Düz kare yüzyılda açık pazardan kimse zarar görmez

Pazarların bütün üreticilere ve bütün tüketicilere açık olduğu toplumlarda, insanlar ellerindeki kaynakları, ekonominin yasalarına, kültürün değerlerine ters düşmeden, değerlendirmekte ve ihtiyaçlarını karşılamakta güçlük çekmezler. Pazarların herkese açık olmaları, üreticileri tüketicilerin ihtiyaçlarını karşılamaya zorlar. Pazarlarda kimseyi aldatmayan, açık alışveriş ortamı, üretimde ve tüketimde bütün insanlara yarar sağlar.
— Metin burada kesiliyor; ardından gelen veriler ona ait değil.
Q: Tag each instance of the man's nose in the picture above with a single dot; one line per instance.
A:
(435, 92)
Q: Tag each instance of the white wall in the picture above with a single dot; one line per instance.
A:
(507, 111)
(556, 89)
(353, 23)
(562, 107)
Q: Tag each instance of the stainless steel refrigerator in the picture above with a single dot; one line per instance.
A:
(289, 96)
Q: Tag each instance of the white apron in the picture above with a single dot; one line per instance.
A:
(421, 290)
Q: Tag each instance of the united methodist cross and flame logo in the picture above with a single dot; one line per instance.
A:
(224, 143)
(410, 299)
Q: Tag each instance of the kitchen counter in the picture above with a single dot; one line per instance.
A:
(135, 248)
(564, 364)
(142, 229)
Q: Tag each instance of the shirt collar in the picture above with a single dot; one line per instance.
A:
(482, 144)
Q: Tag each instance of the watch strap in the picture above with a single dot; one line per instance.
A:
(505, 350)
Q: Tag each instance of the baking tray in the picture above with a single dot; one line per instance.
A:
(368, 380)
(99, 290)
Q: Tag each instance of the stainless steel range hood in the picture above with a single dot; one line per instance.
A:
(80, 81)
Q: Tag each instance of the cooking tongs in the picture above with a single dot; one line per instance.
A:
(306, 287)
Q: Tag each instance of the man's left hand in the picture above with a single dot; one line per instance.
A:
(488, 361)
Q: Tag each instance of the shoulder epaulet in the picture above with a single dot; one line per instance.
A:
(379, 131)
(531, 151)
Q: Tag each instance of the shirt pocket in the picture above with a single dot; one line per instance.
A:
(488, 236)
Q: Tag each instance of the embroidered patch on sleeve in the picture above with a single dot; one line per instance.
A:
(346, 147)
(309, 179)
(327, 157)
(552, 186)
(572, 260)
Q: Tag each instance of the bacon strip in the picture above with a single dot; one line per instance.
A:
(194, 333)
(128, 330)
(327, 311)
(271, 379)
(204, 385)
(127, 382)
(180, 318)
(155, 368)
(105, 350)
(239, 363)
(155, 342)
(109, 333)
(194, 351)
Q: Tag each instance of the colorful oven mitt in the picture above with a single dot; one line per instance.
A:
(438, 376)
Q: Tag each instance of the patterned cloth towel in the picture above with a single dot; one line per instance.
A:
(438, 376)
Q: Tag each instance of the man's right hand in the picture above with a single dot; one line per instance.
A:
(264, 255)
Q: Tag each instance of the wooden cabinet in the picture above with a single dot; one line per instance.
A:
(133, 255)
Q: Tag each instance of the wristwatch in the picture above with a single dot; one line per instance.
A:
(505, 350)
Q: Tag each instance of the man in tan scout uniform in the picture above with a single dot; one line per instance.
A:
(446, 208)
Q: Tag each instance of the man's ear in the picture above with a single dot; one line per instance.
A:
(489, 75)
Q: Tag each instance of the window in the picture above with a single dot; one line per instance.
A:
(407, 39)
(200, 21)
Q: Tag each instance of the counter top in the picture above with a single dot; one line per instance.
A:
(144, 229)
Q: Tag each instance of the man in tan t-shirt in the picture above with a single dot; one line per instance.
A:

Kaynakların değişik üretim ve tüketim alanları arasında, verimli değerlendirilmesinde ve dengeli dağıtılmasında, olumlulukları büyüten açık pazarlar hayati önem taşır. Dünyada kimsenin ekonomiye ve kültüre ilgisiz kalması mümkün değildir. Hem kültür hem ekonomi, hayatın her alanıyla ilgilidir. Ekonomi toplumların üretimine, kültür tüketimlerine sınırlar getirir. İstenilmeyenin üretilmesi, istenilmeyenin tüketilmesi her alanda, büyük sorunlara yol açar.

Pazarların işlevsel olmaları, hem tüketicilerin hem üreticilerin, kendileri için istediklerini, toplumun bütün kesimleri için istemelerine bağlıdır. Dünyanın bütün ülkelerinde, herkese açık olan, güneş altındaki pazarlar, genel yararları özel yararların, üstünde tutmasını bilen, sağduyu sahibi üreticilerin ve tüketicilerin renklerine boyanırlar. Onlar pazarlarda haksızlık yapmaktansa, haksızlığa uğramayı göze almayı, herkesten çok daha iyi bilirler.

Güneş ışığında hiçbir kusurun gizlenmediği gibi, açık pazarlarda hiçbir ürünün ve hiçbir hizmetin kusuru gizlenmez. Pazarların dönüştürücü güçleri, kusurları örten karanlık gecelere değil, gözler önüne seren aydınlık gündüzlere benzemelerinden kaynaklanır. Güneş nasıl bütün doğal kaynaklara canlılık kazandırırsa, pazarlar üreticilere ve tüketicilere canlılık kazandırırlar. Denizlerin büyüklükleri gemilerin, pazarların genişlikleri üreticilerin çalışma alanlarını genişletir.
 
Pazarlarda olumluluklar doğru orantılı olarak artarlarken, olumsuzluklar ters orantılı olarak azalırlar. Pazarların zenginleşmesinden, toplumların bütün kesimleri yararlanırlar. Erdemli insanların pazarlarında, etik sınırlar içindeki kişisel yararlar, toplumsal yararları büyüterek, toplumun bütün kesimleri arasındaki, gelir dağılımındaki eşitsizlikleri giderirler. Pazarların işlevlerini yitirmesi, krizlere yol açar. Pazarlar bir terazi gibi, toplumdaki uyum ve düzenin simgesidirler.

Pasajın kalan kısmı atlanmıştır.